In a weekend packed with new shows, I also saw Second Thought Theatre's Earth and Sky at Frank's Place atop the Dallas Theater Center. At least I think that's what I saw. The stage was so dark I could make out only dim silhouettes of the actors. I've seen more wattage coming off glow-in-the-dark nail polish. Lighting designer Travis Watson needs to get his eyes checked. And after straining for two hours to make out the shadowy figures in Douglas Post's murder mystery, I was squinting like one of the mole people.

This is the season closer for Second Thought, which up to this one has staged simple but impressive productions of diverse material. Earth and Sky is a noir-ish drama (perhaps Watson took the noir too literally) that plays with time. As a poet-librarian named Sarah (Allison Tolman) tries to sleuth out who murdered her boyfriend David (Rhett Henckel), we see (or in this case, hear) the couple's 10-week relationship unfold backward to their first encounter.

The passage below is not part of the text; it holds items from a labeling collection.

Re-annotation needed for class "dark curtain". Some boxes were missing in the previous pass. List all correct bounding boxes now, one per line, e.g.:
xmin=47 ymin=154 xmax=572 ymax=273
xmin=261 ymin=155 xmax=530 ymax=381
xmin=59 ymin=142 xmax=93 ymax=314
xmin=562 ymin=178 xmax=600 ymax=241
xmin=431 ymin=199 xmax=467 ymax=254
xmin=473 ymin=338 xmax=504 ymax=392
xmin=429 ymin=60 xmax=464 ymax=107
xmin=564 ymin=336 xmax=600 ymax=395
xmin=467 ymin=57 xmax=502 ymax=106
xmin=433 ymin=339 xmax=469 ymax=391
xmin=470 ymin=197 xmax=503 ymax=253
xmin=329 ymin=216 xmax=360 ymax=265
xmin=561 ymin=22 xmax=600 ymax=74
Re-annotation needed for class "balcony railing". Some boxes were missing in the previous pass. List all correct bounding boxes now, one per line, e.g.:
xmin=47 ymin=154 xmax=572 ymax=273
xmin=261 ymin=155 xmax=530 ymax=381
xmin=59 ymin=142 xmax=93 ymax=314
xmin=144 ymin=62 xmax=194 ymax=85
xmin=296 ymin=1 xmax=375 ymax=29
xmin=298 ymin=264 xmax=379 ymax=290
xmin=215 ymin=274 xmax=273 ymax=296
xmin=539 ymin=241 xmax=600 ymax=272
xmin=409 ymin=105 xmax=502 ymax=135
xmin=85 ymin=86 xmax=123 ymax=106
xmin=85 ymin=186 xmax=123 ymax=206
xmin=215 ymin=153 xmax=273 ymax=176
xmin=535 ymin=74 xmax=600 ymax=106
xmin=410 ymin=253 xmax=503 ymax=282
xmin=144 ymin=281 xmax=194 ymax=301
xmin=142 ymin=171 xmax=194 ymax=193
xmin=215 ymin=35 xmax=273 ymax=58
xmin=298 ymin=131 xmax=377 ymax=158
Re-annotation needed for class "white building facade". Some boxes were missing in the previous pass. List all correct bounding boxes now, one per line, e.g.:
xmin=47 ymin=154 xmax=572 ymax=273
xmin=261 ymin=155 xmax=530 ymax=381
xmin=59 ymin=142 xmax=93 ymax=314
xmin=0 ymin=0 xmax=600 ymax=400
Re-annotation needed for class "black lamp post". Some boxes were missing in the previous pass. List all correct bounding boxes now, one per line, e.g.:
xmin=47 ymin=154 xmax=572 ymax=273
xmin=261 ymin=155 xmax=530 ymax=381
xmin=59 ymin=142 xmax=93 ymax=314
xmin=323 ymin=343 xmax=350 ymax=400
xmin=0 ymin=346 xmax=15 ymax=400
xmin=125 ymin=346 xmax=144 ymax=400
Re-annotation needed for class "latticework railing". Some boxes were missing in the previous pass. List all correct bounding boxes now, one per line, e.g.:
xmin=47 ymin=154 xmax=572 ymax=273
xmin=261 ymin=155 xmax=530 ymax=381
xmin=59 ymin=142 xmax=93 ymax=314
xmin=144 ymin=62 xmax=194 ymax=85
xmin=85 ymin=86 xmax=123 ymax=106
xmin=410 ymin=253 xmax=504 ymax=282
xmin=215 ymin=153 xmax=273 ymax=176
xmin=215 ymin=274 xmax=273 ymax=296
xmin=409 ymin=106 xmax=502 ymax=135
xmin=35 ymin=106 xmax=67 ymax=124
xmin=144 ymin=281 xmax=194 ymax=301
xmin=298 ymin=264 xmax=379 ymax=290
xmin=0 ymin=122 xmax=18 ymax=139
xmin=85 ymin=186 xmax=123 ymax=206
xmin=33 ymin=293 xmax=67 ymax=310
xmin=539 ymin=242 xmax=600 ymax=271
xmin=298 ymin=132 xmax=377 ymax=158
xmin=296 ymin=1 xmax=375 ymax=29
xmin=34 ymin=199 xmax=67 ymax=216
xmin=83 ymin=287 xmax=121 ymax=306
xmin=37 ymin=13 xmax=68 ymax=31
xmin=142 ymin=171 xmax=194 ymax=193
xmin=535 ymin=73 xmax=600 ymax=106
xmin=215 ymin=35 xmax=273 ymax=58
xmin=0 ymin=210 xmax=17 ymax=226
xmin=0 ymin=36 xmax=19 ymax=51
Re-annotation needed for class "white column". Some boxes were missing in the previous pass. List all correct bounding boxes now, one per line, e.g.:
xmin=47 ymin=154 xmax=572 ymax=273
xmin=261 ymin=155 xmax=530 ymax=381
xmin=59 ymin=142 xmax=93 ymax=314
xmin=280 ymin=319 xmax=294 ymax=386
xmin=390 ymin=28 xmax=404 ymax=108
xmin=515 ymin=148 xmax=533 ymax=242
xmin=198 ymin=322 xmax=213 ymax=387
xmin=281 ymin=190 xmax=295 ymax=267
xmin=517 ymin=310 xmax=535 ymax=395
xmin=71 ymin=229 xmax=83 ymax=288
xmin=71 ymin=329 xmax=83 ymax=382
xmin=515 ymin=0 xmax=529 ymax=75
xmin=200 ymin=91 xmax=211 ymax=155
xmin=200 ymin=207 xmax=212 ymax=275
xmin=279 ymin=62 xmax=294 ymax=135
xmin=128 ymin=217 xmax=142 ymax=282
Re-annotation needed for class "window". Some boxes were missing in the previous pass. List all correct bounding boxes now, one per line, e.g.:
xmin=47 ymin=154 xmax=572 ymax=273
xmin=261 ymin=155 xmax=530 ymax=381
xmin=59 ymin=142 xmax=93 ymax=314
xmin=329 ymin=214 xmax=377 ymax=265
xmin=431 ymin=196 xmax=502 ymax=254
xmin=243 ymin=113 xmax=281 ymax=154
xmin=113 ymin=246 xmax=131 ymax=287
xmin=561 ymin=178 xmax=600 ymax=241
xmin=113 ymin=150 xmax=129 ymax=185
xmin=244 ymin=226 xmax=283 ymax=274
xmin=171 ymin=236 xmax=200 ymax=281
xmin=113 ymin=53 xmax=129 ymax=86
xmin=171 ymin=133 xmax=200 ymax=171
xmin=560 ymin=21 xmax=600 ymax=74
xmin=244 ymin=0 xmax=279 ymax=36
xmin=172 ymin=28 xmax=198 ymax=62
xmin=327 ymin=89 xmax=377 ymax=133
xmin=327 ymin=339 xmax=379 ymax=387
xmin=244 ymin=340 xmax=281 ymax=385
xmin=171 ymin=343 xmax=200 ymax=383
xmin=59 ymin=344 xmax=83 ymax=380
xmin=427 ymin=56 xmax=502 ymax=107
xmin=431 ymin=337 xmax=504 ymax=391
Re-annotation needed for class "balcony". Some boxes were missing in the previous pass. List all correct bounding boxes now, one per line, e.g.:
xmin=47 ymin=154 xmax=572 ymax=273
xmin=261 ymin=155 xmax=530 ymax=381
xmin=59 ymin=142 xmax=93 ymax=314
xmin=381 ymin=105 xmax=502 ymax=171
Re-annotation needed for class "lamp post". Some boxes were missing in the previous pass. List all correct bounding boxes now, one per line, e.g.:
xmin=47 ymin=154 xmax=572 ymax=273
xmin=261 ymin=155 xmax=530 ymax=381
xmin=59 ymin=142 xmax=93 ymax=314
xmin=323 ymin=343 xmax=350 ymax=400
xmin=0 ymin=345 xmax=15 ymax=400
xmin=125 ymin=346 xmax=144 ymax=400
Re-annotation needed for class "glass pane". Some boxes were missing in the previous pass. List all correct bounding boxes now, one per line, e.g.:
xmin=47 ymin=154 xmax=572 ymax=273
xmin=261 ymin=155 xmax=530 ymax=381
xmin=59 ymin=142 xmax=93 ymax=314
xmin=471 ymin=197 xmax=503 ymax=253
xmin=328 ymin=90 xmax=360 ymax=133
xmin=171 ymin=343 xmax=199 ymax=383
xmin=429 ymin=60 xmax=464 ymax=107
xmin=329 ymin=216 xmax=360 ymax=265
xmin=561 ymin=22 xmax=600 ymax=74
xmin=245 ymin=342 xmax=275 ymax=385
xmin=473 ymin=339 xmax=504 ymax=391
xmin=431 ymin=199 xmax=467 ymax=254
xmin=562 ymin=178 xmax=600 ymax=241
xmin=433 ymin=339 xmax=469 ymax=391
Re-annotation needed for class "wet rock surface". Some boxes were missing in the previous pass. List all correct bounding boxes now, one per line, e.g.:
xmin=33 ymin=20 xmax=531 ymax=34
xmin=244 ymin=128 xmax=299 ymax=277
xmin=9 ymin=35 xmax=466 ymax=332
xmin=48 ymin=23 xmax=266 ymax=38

Actually, even as a radio play, Earth and Sky works pretty well. The story is all contained in the dialogue, which has the clipped rhythms of Dashiell Hammett. The plot's twists and turns are right out of The Maltese Falcon. There's a crooked cop (Tom Parr IV) in the mix, and a bartender (Joey Oglesby) who might or might not be trustworthy.

This troupe knows good acting. Tolman is one to watch, an unconventional, earthy beauty who sparks some real heat in her smoochy scenes with Henckel.

At least I think that's who it was. Hard to tell without my miner's helmet.